Day 96 ~ OYON 365 Days of Olfaction ~ Vintage Costus, Charabot & Cie

Every day I tell myself that I need to buy a lottery ticket because on the off-off-off-off chance that I might win some day, I dream of taking myself to France and Morocco and Turkey and Bulgaria, and dragging along a few friends for the heck of it, but I find myself feeling so grateful every day, for the relationships I have, the friends I have, my family, the wee ones and the ones not-so-wee, who make every day a love story for me, and I think, who needs the stinkin' lottery?

I'd still like to win ~ ha!

I haven't wrapped my head completely around my mother's passing. I still feel her here, still see her around every corner, hear her voice, so how can she be gone? This soothes me, this idea that she's hanging around, checking in, helping me through this, even if it is a bit daft to believe so. I think she sends people my way who know just the right things to say and do so I don't fall apart or cling too tightly where I ought not to cling. So, it's a process, like everything else in life.

Today is day 96, and the scent of this day is costus from a cache of vintage oils I picked up over the weekend. This particular costus is presented by Charabot & Cie, there is a lot number indicated on the bottle, and a code that I am assuming was the previous chemist owner's system of keeping track of what's what in his/her vast collection.

So costus. This particular extraction smells like a goat. I have a few very old examples of costus, and a single newer extraction, and all of them smell of rubber with a back note of fur. Not this Charabot & Cie costus -- it is straight-up animal, muddy fur, wet dirty hair, goats in the rain. There is a very distinctive sweetness to this costus I've not experienced with other costus extractions. While the previously studied costus smelled industrial and burnt and rubbery, this smells like someone distilled the entire skin of a goat in a vat of sweet butter.
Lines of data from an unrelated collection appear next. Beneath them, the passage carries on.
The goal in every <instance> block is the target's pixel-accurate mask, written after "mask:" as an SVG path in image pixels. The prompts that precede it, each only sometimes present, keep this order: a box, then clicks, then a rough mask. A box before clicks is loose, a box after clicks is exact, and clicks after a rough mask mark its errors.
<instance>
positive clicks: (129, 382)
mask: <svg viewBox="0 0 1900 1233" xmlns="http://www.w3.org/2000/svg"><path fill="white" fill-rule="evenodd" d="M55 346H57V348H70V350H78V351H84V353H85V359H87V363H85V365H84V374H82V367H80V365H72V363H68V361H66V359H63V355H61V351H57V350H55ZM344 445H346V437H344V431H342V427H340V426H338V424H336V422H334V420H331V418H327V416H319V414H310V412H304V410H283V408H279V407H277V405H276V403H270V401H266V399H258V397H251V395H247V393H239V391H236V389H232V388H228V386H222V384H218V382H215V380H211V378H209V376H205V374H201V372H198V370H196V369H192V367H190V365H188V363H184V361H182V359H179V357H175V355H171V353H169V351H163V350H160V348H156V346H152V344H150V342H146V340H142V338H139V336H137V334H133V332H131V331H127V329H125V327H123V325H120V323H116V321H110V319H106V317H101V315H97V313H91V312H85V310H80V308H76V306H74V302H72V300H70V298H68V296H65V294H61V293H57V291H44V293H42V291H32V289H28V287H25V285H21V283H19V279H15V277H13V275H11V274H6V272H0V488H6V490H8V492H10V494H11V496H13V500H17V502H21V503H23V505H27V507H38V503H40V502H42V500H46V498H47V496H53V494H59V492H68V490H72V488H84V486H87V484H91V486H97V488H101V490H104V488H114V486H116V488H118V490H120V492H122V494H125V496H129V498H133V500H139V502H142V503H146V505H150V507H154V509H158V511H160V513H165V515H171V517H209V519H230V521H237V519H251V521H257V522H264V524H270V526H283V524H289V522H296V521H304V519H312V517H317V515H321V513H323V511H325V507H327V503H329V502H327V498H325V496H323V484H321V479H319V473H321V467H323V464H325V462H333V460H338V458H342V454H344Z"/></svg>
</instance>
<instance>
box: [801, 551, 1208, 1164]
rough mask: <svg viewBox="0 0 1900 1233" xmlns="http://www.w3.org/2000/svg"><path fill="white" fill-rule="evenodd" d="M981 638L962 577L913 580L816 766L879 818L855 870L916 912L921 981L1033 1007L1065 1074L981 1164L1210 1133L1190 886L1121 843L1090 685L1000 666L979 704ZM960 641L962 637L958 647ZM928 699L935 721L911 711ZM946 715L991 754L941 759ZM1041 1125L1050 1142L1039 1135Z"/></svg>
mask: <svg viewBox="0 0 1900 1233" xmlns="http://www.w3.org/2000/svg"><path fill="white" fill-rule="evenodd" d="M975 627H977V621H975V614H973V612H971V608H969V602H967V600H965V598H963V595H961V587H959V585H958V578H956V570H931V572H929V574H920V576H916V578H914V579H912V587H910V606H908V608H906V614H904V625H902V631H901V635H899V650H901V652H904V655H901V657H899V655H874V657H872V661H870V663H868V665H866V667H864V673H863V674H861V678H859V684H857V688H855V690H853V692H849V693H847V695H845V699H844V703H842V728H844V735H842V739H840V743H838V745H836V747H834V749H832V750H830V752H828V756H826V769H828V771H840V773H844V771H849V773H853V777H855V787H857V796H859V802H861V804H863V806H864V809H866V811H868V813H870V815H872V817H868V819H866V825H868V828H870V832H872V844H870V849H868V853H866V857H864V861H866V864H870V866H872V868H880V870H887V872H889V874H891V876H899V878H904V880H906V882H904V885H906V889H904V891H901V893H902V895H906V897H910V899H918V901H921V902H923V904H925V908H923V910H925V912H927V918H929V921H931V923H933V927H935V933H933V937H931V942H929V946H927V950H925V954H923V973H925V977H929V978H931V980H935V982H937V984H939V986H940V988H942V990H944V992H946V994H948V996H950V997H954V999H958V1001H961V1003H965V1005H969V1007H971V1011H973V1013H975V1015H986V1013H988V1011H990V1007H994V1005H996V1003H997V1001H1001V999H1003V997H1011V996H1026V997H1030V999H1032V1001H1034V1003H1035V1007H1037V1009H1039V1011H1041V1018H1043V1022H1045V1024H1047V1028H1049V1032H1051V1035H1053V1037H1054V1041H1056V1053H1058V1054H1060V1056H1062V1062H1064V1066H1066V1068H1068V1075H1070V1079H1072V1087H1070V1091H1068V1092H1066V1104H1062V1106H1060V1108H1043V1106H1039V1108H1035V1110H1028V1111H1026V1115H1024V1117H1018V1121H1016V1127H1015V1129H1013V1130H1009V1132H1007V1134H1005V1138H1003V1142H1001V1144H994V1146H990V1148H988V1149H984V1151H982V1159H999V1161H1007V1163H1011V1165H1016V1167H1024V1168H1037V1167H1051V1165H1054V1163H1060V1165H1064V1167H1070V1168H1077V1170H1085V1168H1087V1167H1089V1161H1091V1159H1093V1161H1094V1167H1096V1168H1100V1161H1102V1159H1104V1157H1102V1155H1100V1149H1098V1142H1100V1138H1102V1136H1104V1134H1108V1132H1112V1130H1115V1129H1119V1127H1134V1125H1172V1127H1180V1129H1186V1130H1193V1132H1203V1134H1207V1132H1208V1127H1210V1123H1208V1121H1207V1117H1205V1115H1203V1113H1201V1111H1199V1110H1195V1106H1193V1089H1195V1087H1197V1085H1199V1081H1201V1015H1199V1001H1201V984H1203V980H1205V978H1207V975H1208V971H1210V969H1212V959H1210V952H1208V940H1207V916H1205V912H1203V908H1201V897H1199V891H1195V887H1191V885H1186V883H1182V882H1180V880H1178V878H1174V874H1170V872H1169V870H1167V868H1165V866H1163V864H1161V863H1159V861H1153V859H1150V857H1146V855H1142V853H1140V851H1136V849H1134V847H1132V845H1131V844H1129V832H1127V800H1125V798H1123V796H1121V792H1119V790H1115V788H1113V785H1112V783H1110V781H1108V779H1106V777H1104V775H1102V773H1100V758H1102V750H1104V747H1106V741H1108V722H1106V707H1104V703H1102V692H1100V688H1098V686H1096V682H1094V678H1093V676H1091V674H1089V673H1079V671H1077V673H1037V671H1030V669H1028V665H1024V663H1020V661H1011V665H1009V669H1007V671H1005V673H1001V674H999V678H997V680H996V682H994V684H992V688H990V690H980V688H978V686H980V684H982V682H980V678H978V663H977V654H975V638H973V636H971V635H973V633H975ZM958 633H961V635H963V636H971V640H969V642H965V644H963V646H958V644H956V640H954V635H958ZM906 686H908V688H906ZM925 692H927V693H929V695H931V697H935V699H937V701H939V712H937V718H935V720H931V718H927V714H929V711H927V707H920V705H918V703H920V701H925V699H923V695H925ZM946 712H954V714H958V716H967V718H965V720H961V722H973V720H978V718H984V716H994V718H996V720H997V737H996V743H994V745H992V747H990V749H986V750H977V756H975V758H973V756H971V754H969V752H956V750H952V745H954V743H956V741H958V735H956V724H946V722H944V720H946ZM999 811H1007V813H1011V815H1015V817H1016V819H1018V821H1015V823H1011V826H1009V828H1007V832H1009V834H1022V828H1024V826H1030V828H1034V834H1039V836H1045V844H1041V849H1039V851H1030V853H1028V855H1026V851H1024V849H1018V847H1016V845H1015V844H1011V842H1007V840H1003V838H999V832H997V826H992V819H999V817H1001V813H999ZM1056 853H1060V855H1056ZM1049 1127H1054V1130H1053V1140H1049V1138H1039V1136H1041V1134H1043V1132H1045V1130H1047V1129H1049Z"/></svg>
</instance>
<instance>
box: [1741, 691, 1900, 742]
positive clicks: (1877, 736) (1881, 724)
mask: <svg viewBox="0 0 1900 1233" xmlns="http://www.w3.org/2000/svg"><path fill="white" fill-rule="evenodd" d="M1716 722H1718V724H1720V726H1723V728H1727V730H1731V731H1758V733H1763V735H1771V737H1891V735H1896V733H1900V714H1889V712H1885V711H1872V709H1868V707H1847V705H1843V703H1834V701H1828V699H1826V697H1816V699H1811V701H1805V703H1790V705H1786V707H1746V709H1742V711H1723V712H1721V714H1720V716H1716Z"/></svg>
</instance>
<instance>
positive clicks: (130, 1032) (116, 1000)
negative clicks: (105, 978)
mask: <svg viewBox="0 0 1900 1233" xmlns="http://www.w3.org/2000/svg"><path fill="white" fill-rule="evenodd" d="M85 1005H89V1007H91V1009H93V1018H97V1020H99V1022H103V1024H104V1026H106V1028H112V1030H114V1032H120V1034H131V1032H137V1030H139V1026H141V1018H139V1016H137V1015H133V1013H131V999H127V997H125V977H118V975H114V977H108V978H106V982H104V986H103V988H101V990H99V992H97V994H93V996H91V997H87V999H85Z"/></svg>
So what is it good for if you can't use it in classical perfumery? Incense, of course! Musky and animalic and goaty, at low doses, would add a beautiful warmth to kyphi incense.

Yesterday was a day of exploration. I walked the botanical garden, strolled along the cliffs by the sea, and had a lovely dinner of sole stuffed with crab and shrimp and covered in fresh Hollandaise sauce. It was a perfect day.